Now something similar is turning up, something so tied to only Google+ that you can bet some of Google’s anti-trust critics are going to have a field day saying the company is pushing itself unfairly. And that’s a valid criticism.”

Google’s leveraging its dominance in general search to expand into social search.

So what is Google’s angle this time? As Mashable asks, “Is this the big lever Google needed propel the Google+ social platform forward and past rivals like Facebook and Twitter?”

Well, that’s certainly part of it. And it wouldn’t be the first time Google used its search monopoly power in search to get a leg up over its competitors in more specialized search.

Google’s behavior will drive advertising dollars back to Google, since it will be increasingly harder for brands to appear in the “organic” results.

But the Financial Times points to what may be an even bigger incentive – advertising profits, in its reporting:

Making search more personalised, meanwhile, could make it harder for brand owners to use search engine optimisation techniques to ensure their pages appear at the top of ‘organic’ or natural results for particular keywords, some experts warned.

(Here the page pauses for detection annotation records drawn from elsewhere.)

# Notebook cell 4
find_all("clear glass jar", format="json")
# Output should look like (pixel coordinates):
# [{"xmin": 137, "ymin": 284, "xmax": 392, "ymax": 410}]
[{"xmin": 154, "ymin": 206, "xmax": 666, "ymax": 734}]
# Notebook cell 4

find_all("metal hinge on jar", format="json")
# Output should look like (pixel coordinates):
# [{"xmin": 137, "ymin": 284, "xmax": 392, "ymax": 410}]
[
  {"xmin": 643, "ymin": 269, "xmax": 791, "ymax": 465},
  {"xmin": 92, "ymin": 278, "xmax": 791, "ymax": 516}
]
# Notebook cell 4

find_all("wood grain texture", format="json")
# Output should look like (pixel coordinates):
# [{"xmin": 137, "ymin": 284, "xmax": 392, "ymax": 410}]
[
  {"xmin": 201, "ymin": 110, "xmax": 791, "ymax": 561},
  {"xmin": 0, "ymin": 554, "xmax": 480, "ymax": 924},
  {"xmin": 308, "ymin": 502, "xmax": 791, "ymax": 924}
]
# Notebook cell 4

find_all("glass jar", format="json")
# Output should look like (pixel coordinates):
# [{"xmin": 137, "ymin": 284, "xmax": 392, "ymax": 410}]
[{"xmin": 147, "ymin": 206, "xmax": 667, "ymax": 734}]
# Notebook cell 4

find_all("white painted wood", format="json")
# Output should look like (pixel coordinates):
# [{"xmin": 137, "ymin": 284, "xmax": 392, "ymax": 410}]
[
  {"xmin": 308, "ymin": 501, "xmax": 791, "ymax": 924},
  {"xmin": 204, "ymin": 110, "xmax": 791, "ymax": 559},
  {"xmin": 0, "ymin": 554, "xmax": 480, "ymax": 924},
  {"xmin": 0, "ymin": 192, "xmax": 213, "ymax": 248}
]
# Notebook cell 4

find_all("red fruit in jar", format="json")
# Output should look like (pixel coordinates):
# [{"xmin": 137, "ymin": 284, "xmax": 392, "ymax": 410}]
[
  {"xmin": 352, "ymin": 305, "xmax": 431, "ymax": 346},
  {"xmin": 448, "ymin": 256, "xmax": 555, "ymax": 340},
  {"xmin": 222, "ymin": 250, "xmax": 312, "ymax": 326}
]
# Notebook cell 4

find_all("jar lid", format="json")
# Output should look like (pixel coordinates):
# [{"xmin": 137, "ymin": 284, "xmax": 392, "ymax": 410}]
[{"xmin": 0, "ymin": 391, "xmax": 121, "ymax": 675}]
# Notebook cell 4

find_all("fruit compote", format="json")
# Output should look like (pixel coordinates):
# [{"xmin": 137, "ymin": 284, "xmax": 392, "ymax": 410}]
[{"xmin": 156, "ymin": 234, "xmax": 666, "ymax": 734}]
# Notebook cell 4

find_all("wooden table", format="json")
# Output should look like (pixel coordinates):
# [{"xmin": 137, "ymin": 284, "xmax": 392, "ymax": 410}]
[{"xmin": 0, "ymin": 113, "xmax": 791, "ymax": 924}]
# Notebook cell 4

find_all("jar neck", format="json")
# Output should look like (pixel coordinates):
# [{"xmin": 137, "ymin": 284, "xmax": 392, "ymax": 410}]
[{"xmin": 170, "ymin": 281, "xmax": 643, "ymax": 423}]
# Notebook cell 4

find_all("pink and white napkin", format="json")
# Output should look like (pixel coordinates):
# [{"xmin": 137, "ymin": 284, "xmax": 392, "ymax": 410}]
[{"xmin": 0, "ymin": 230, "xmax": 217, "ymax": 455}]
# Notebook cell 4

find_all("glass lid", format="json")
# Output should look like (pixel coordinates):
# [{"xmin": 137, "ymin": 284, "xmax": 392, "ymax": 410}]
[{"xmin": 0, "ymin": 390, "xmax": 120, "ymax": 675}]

As a result, advertisers are likely to switch some their marketing spending away from optimisation, said Stefan Bardega, managing partner at MediaCom, WPP’s media agency. ‘All of this pours more money into the core business of Google, which is the pay-per-click AdWords model. It will become almost impossible to get the same level of effectiveness in organic results,’ he said.”

The result for users? Google keeps you in its web longer.

TheNextWeb gets to the heart of what this means for consumers:

More than an email provider, Google is progressively trying to become our englobing online environment. The appeal of this integration for Google is pretty obvious: better targeting, hence better ads. But what about users? Do we want our friends to follow us everywhere we go, even in places as intimate as search?”

But that shouldn’t come as a surprise, as one Google exec said: “We don’t monetize the thing we create…We monetize the people that use it. The more people use our products, the more opportunity we have to advertise to them.”

All in all, what’s the ultimate impact on consumers? More advertising dollars funneled into Google’s pockets mean companies of all sizes have less to invest in innovation, new jobs in America, and free or low-cost services online.